“The inner wilderness is a reflection of the wild and messy beauty in nature. These can be places of great power and mystery, yet their power stands right inside of us, hidden in plain sight.”
Ken McCormick is a visual artist and deep ecology advocate who traces his ancestry back to the cave painters of France and Spain— the richest source of Palaeolithic art in the world.
Ken paints modern art from a neo-archaic perspective, reworking the themes of indigenous and pre-agricultural small-scale societies for a contemporary audience in contemporary times. As his ancestors ventured into these caves, painting their visions onto the walls— so too he speaks with respect for the spirit of our wild lands and the rewilding of human values.
40 years ago, Ken took on the role as the public voice of Greenpeace in their original office in Vancouver, and since those pioneer days, has journeyed forward onto the path of creating context-rich imagery that helps increase the physical and spiritual links of humanity to this amazing planet we inhabit.
Ken is a passionate narrator of the deep ecology, biocentrism, wilderness protection, and agroecology, with credits that include:
Greenpeace. Wrote and illustrated fundraising programs including: protecting St. Lawrence beluga whale populations, The Greenpeace Struggle To Save The Great Whales, Antarctica biodiversity protection, The Planet Earth Monthly Cheque-Up fundraising program, the world’s first annual report printed on 100% post-consumer recycled paper, and an award-winning 30-second animated public-service TV announcement calling for the protection of Antarctica as a world park.
The Salmon Recipes. Designed an ethnographic cookbook documenting the culinary practices of First Nations people along the Canadian North Pacific Coast, using stories of how their historic fishing culture would be destroyed by a proposed tar-sands pipeline and supertanker port proposed in their traditional salmon fishing territories.
Heritage™. Designed the brand, messaging and packaging of the original, early-agricultural heritage grains product line of Nature’s Path Foods ready-to-eat organic cereals, breakfast bars, granolas, breads, waffles and muesli. Heritage™ introduced pro-active biodiversity protection to North American supermarket shelves.
EnviroKidz™. Designed the brand, messaging and packaging for the world’s first organic ready-to-eat cereals, frozen waffles, and hot cereals product lines for children, promoting our interconnected relationship with endangered animals.
Manna™ Breads. Designed the packaging and marketing material for a line of organic sprouted bread products based on baking methods first developed in pre-agricultural societies.
Wild Salmon Protection. Wrote the Canadian Prime Minister’s Office Salmonid Enhancement Program’s TV, radio and newspaper campaign advocating more government funding for wild salmon preservation.
Artist’s Statement
Red Iron Caves is a neo-archaic expression of the regenerative imagery of small-scale cultures who live in close connection with their land.
My work is designed to help us rewild our own relationship to the land we inhabit. In today’s shifting climate, where industrial civilization is rapidly eating away the battered and bruised remains of the natural world, I intend for my work to help re-grow humanity’s original connections to our living planet.
With the Red Iron Caves project, I’ve embraced visual references from a broad sweep of cave wall art, rock art and portable art from the High Palaeolithic era between 40,000 to 12,000 BCE, to the Early Neolithic era from 12,000 to 2,000 BCE. My primary references are from my own Basque heritage in the homeland of early European culture occupied long before the invasion of Neolithic settlers. This is a land holding strong ancestral roots to its original modern human inhabitants, who crawled into the depths of the cave entrances in northern Spain and southern France to document their relationship with the natural abundance of wild food resources that kept their families fed.
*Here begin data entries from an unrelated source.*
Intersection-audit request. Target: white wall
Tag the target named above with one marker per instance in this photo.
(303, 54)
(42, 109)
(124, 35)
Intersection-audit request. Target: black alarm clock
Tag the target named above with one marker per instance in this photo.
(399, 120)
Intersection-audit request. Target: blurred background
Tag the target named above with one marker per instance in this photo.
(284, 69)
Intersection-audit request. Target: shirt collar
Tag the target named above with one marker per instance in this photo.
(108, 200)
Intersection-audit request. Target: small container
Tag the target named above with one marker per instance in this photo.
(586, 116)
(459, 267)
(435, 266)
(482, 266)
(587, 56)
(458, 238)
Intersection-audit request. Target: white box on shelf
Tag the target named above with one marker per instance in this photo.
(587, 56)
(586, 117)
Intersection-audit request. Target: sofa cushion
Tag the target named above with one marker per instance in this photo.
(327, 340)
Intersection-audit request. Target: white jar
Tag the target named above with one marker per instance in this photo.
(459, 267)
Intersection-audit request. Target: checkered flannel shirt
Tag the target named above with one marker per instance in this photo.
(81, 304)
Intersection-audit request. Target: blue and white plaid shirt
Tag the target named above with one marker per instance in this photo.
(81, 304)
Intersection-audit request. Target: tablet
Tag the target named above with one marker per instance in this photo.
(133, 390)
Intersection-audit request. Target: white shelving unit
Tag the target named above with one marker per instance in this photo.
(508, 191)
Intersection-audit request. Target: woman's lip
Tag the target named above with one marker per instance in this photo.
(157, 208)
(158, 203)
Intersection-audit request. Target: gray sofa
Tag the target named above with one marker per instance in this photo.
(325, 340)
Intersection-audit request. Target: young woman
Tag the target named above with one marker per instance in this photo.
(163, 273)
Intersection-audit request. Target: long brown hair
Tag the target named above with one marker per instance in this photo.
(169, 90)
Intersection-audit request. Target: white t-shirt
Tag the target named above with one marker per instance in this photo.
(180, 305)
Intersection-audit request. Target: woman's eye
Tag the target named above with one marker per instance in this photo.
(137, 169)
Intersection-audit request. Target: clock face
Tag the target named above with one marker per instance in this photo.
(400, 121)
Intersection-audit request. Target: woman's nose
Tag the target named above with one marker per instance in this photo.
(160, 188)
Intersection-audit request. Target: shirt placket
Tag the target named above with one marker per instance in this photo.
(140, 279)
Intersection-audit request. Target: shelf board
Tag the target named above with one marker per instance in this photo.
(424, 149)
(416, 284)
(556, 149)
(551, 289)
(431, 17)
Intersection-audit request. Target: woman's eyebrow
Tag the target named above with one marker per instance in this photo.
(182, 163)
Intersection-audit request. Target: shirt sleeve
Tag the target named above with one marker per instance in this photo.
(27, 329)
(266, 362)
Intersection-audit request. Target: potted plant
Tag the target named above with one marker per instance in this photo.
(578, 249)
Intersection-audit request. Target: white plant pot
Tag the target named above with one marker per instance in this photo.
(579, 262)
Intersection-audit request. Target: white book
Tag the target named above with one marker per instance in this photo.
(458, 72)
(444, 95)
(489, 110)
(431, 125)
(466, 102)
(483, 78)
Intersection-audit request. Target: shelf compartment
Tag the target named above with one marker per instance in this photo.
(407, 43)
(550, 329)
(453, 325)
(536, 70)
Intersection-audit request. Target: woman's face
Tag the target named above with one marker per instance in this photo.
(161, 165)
As part of my responsibility to support all artists working to heal the Earth, I call upon the efforts of you who are the medicine men, wise-women, and vision questers, to share your own experiences of the non-ordinary worlds in order to bring about the healing of humanity.
My own art has been strongly influenced by the masks, costumes and religious artifacts representing animistic spirits from African, Papuan, Inuit, Sami and Siberian cultures. What amazing art we have made! Let us join together in celebrating the creative forces of nature.
I encourage you to hang talismanic prints on your own cave walls— to invite prosperity, fertility and abundance into all our lives.
Blessings to The Great Mother of us All.